Tuesday, December 17, 2013

Economist warns of subsidy-cut impact


| December 13, 2013

By John Gilbert

KUALA LUMPUR: The government’s continuing policies in reducing subsidies on fuel, sugar and power may result in a weaker domestic demand for 2014, a Nomura Research economist said yesterday.

The economist said while the government’s measures are seen as positive, the consolidation and monetary tightening may slow private consumption but added that Malaysia’s high degree of openness will allow its external demand to pick up.

“Through these subsidy cuts, we are optimistic on the Malaysian government being serious and on the right track to continue the plan in cutting fiscal deficit moving forward.

“The move would present some drag on growth particularly on public spending and also on the effect on consumption and investments,” Nomura Singapore Ltd ED and economist for South-East Asia Euben Paracuelles said in a media briefing in Kuala Lumpur yesterday.

He said the focus will be on the momentum of the reform which is slowly building and forecast gross domestic product for Malaysia to rise 4.5% for 2014 from an expected 4.3% in 2013.

In recent news, Energy, Green Technology and Water Minister Dr Maximus Ongkili said the government expects to cut expenditure by RM2 billion annually from the reduction in subsidies for the power sector, a move that would save RM4 billion.

However, it would still have to pay about RM2 billion in other subsidies to help the lower income group.
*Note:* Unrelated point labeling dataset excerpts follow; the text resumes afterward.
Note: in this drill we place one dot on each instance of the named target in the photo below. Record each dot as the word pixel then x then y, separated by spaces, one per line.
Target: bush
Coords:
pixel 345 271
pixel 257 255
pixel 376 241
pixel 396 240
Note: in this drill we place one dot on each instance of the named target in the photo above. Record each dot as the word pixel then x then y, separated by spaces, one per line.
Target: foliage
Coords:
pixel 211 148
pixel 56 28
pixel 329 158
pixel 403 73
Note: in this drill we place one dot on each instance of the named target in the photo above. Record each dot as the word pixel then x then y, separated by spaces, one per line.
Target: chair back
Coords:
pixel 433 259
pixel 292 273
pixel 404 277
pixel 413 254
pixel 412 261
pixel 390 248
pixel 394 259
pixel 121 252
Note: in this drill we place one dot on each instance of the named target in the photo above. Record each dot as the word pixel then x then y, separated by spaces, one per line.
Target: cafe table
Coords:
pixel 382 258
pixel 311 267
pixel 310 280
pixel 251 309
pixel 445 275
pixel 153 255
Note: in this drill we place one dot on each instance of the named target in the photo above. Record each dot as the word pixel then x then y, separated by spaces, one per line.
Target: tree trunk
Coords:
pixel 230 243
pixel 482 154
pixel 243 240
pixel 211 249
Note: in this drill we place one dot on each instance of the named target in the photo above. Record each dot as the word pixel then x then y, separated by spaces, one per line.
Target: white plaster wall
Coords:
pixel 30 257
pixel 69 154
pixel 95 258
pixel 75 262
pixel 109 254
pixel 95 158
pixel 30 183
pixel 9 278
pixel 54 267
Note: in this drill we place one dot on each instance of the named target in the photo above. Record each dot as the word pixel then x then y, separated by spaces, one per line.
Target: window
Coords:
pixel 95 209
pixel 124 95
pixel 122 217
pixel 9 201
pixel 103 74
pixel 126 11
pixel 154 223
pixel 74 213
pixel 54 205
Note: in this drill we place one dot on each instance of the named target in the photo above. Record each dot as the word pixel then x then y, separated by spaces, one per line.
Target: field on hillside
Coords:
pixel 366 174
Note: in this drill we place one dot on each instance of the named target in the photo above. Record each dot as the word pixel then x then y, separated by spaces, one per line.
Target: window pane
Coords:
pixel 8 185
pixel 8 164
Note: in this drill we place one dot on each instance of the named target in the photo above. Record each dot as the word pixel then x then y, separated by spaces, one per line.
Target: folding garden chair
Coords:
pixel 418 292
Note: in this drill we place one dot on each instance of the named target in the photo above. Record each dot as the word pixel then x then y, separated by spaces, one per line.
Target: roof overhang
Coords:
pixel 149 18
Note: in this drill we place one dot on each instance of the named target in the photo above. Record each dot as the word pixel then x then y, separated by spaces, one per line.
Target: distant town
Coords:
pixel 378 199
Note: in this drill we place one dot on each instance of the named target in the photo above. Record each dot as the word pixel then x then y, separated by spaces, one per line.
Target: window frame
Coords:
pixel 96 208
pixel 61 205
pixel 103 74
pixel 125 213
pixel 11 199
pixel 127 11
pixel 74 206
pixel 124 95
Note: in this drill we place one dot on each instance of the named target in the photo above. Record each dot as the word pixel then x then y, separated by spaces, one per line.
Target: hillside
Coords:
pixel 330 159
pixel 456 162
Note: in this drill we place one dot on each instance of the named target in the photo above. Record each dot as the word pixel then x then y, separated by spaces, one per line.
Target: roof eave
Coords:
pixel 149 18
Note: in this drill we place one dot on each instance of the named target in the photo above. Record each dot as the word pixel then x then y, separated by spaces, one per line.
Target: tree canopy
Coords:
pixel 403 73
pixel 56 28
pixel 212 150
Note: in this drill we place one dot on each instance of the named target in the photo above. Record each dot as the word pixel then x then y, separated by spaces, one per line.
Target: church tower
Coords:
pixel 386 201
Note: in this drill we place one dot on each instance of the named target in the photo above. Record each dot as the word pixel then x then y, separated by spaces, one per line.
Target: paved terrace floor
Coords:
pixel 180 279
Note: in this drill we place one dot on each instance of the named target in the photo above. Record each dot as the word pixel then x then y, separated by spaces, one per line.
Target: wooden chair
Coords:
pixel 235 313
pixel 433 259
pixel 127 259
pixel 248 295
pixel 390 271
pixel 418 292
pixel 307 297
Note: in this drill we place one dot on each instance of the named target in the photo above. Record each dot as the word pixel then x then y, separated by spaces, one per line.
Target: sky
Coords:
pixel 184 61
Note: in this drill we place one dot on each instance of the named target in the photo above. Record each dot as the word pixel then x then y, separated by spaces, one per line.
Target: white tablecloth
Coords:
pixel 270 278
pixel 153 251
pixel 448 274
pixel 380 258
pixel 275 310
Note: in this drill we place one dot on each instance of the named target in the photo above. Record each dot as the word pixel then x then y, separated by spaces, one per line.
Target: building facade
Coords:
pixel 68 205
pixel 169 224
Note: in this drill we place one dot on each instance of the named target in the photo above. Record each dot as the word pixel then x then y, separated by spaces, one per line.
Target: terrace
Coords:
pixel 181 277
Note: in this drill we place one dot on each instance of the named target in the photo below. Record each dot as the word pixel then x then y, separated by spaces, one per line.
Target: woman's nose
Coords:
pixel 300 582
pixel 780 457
Touching on the implementation of the Goods and Services Tax (GST) in April 2015, Paracuelles said the move will impose a fiscal drag on growth, particularly on public consumption.

“Because the GST is implemented in the early part of the year, the drag on growth is expected to be seen for three quarters, however, now is the right time for the prime minister to initiate the GST as well as other fiscal consolidation policies,” he said.

The research house sees 2014 as a year of continuation of proactive government policies aimed at lowering the fiscal deficit and keeping the external accounts in a comfortable surplus.